LVMH entrusts the North Asian market to Michael Schriver
While the Chinese market is decelerating and has affected the latest half-year results of many fashion brands, LVMH has announced a strategic appointment in the region. Michael Schriver, who has been working with the French luxury giant for nearly a quarter of a century, has been appointed LVMH group president North Asia.
"In his new role, he will be responsible for all of the group's operations in Greater China and South Korea," the company said in a statement. "This is a very good time to have an overview of our activities, and to draw the strategies that will guide our development. This is especially true given the current travel constraints in these geographical regions," it continued.
The company is particularly pleased to benefit from Schriver's extensive regional knowledge. "He has witnessed the rapid growth and transformation of Asia over the years and has developed an intimate understanding of the consumer, retail and broader business environment," it noted.
After a 20-year career with the American retail chain Macy's, he joined the LVMH group in 1998 when he joined its duty-free chain DFS. He first began in the Hawaii division and became COO 14 years later. In 2014, he left DFS to become president of North Asia at Louis Vuitton. He also recently served at Tiffany & Co.
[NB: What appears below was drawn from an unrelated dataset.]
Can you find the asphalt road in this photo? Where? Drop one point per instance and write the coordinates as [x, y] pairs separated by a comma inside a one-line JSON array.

Schriver will work alongside the teams of the various LVMH brands, "providing a company-wide perspective on strategies for connecting with Gen Z consumers, distribution and infrastructure development, and organizational opportunities. This broader perspective will help each house refine its own choices and maximize long-term potential and desirability," said the group.
The current president of LVMH Greater China, Andrew Wu, and the president of LVMH South Korea, Ouk Cho, will retain their positions and report directly to Schriver. Schriver will also work closely with Roula Rozakeas, senior vice president human resources for Asia Pacific.
With the arrival of this seasoned executive in Asia in a senior management role, the world's number one luxury brand hopes to regain lost ground in the region. In the first half of the year, its sales grew by only 1% in Asia (excluding Japan), which represents 32% of its total revenues. After increasing by 8% in the first quarter, they fell by 8% between April and June. In China alone, which according to analysts accounts for almost 20% of its total sales, turnover has fallen by more than 10%.